I also had already planned French onion soup for this week's lunches (whoops). I was in a soup mood a few weeks ago when I was planning ahead.
Can I be honest, I actually liked the soup I made tonight better, but I learned a lot of great tips from the class that helped with making the recipe.
I'm storing it here b/c I want to be able to create it again someday.
But first, here is how you cut the onion...I didn't know. You do a 'wedge like cut' that ist just about 1/4 of an inch or less.
French Onion Soup
Ingredients: 1/4 c. butter, 2 large yellow onions (chopped thin), 1 t. kosher salt, 1 t. thyme, 1 bay leaf, 1/4 c. dry sherry, 1 t. apple cider vinegar, 1/2 t. sugar, 3 c. beef broth, 2 c. chicken broth, 1 c. water. 1/2 inch sliced baguette (drizzled with oil and toast), 2 c. grated Gruyere cheese.
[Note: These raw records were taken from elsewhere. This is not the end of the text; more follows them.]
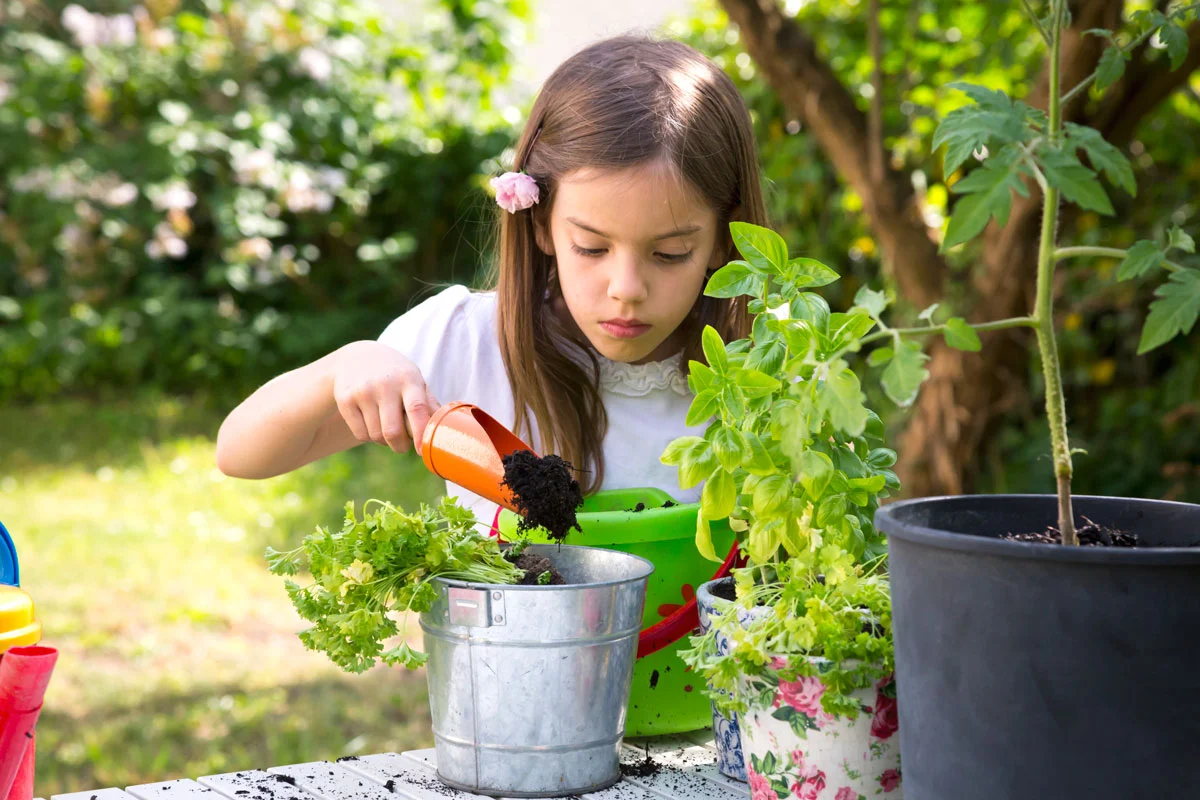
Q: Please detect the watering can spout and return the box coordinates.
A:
[421,403,533,512]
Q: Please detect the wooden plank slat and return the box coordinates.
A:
[194,770,312,800]
[125,778,221,800]
[337,750,492,800]
[266,762,395,800]
[50,789,133,800]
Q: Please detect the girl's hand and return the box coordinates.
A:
[334,341,440,452]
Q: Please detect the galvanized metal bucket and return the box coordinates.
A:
[421,545,654,798]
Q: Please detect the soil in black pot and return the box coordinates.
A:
[509,551,566,587]
[503,450,583,541]
[1003,517,1145,547]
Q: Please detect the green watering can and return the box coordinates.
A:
[498,488,737,736]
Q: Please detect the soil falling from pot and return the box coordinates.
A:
[509,551,566,587]
[502,450,583,541]
[1001,517,1145,547]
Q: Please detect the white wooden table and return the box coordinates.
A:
[50,732,750,800]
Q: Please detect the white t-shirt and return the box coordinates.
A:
[379,285,703,524]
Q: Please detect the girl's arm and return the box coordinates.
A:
[217,341,437,479]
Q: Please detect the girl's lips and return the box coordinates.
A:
[600,320,650,339]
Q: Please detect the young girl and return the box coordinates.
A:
[217,36,767,523]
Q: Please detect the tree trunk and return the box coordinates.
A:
[721,0,1200,497]
[898,0,1122,497]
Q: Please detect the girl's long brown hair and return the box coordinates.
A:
[492,36,767,493]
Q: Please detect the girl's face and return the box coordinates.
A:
[538,162,719,363]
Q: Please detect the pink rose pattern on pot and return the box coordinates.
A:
[871,676,900,739]
[746,766,779,800]
[880,770,900,792]
[740,658,904,800]
[779,678,824,721]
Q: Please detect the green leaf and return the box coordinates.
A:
[679,439,720,489]
[704,261,767,297]
[1138,270,1200,355]
[1117,239,1166,281]
[946,80,1013,112]
[743,433,775,475]
[880,341,929,407]
[784,258,840,289]
[688,361,718,395]
[754,475,792,517]
[790,291,829,332]
[700,469,738,519]
[817,359,866,437]
[696,511,722,564]
[828,306,875,350]
[684,390,721,427]
[854,283,888,319]
[1063,122,1138,197]
[1096,46,1129,91]
[700,325,730,375]
[713,426,750,472]
[738,369,782,399]
[866,347,892,367]
[934,83,1027,176]
[942,151,1028,249]
[745,339,787,376]
[799,450,833,500]
[946,317,983,353]
[1158,23,1188,71]
[1038,149,1114,213]
[1166,225,1196,253]
[730,222,787,273]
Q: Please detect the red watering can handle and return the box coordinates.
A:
[637,542,738,658]
[490,509,738,658]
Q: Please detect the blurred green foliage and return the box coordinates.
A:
[0,392,445,798]
[0,0,527,401]
[670,0,1200,501]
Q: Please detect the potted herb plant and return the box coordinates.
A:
[662,223,900,800]
[862,0,1200,800]
[268,498,654,798]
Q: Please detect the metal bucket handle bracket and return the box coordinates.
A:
[446,587,508,627]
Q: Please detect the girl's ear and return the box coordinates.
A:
[533,216,554,255]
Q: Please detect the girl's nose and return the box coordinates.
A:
[608,255,647,305]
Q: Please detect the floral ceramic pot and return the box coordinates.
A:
[696,578,768,781]
[740,658,904,800]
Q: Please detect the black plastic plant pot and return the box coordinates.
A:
[875,495,1200,800]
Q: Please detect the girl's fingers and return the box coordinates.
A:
[337,401,371,441]
[359,397,388,445]
[379,397,412,452]
[404,381,437,452]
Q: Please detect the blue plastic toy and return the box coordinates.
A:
[0,522,20,587]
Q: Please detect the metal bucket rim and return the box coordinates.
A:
[434,545,654,591]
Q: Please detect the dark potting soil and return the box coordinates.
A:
[625,500,679,513]
[502,450,583,541]
[620,745,662,777]
[509,551,566,587]
[1002,517,1145,547]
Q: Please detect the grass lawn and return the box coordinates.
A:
[0,398,444,798]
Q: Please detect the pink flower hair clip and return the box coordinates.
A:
[490,173,538,213]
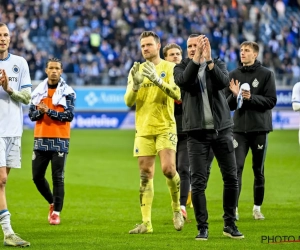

Instructions:
1. Melt butter over medium heat. Add onions and salt. Stir occasionally, until the onions are soft and golden (just starting to brown). This process takes about 45 minutes.
2. Mix in thyme, bay leaf, broths, and water. Stir to combine and allow the soup to simmer gently (gentle boil) for about 1 hour.
3. Remove bay leave and then divide evenly into crocks (mine filled about 6 crocks). Top with toasted bread (heavy on the bread-I put in 4 pieces), and top with shredded cheese (I like it cheesy-so I put 1/3 c. on each).
4. Place crocks in oven on high broil until the cheese and golden and bubbling (1-2 minutes).